The U.S. students and teacher, from the Monona Grove, Wisc., school district, will join their Chilean peers–winners of Chile’s Antarctic School Fair–in the first Joint Antarctic School Expedition (JASE). The joint program is designed to strengthen the collaborative relationship between national Antarctic programs in the United States and the Republic of Chile.
The National Science Foundation (NSF) and the Arctic Research Consortium of the United States (ARCUS) jointly selected the students from a pool of competitive applicants. They also selected a polar-experienced teacher to take part in the Antarctic School Expedition (Expedición Antártica Escolar 2014) to King George Island, Antarctica.
The U.S. JASE student participants are:
Anna Caldwell-Overdier, grade 11;
Claire Hacker, grade 12; and
Luke Maillefer, grade 11.
Monona Grove High School science teacher Juan Botella will accompany the students. This will be Botella’s second Antarctic expedition, as he is also an alumnus of the NSF-sponsored Polar Teachers and Researchers Exploring and Collaborating program administered by ARCUS.
Botella speaks fluent English and Spanish and his skills will be indispensable in the planned bilingual JASE outreach efforts. Lynn Foshee Reed, a mathematics teacher at Maggie L. Walker Governor’s School in Richmond, Va., and the NSF Division of Polar Programs’ current Albert Einstein Distinguished Educator Fellow, will round out the U.S. contingent.

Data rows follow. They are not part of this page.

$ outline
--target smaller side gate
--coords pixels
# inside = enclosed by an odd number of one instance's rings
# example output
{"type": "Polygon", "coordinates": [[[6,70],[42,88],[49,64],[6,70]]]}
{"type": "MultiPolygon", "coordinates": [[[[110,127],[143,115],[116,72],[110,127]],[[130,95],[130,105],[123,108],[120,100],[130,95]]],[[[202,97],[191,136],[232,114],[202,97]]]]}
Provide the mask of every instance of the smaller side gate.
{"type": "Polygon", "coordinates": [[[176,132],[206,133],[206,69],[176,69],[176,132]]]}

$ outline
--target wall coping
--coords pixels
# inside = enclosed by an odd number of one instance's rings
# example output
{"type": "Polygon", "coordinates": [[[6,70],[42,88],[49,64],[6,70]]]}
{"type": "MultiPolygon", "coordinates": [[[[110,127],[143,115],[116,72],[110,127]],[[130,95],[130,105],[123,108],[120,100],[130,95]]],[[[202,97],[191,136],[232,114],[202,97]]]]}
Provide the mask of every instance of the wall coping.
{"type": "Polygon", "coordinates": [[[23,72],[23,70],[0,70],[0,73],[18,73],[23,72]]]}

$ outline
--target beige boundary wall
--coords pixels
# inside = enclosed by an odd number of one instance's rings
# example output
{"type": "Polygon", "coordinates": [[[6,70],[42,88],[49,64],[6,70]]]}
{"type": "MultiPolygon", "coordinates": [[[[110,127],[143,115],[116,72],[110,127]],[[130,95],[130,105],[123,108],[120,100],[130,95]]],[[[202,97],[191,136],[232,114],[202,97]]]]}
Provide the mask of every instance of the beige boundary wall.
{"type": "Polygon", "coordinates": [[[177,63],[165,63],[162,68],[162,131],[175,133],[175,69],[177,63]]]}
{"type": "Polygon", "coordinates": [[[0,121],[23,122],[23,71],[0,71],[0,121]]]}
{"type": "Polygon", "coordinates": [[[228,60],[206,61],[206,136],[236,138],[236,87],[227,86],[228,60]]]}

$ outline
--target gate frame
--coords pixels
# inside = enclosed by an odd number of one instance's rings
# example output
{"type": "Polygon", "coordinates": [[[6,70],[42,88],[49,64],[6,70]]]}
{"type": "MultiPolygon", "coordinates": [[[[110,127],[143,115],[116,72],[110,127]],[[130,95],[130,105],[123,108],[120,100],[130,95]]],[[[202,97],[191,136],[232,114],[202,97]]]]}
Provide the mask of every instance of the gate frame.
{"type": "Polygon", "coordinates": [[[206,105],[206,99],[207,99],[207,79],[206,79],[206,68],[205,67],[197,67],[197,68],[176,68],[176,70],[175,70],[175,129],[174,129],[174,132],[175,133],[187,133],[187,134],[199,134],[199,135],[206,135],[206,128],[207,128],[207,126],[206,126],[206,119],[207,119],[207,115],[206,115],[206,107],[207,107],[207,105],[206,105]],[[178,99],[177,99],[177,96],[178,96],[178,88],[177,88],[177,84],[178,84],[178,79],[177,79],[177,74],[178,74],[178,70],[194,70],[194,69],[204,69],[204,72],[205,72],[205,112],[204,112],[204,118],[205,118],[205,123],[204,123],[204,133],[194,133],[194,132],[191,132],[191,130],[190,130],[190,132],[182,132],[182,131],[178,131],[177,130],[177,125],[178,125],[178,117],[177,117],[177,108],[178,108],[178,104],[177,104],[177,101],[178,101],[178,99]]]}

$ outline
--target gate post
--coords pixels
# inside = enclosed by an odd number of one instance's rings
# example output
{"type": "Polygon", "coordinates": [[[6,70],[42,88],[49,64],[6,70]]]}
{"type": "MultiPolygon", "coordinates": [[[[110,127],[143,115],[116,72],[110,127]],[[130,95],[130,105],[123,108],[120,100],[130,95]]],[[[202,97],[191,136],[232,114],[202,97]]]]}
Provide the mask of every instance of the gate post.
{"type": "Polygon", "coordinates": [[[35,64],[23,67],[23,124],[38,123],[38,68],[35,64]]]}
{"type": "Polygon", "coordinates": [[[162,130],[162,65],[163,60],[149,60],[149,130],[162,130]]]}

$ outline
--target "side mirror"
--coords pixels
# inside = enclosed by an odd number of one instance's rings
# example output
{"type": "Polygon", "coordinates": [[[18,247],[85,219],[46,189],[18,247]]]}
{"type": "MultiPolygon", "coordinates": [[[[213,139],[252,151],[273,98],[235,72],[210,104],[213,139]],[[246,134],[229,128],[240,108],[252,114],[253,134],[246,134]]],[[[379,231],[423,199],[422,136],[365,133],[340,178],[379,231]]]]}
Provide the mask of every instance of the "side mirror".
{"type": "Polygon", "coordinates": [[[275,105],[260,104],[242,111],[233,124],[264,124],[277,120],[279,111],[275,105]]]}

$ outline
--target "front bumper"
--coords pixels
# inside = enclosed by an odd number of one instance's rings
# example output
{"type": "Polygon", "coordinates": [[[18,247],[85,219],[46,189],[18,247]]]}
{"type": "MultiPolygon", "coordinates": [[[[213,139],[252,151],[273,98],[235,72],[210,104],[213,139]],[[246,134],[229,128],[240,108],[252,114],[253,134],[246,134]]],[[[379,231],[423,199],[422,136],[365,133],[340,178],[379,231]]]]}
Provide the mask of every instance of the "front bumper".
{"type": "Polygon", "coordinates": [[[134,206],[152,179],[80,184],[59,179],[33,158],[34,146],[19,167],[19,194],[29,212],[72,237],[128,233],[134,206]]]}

The Chilean National Antarctic Institute will host the U.S. and Chilean students and teachers, who will spend about a week at Profesor Julio Escudero Station learning about Antarctic scientific research and exchanging cultural information.
The joint program will offer the U.S. and Chilean students the opportunity to work with Antarctic scientists and learn about subjects ranging from glaciology to ecology. The students also will give presentations about their own research, practice their language skills and visit research stations run by other countries on King George Island.
The U.S. participants will share their Antarctic expedition experiences as well as their research with their classmates in Wisconsin and other schoolchildren nationwide. Plans are also being made for the group to speak with U.S. Embassy staff and students at an international school in Santiago, Chile as they make their way home to the USA.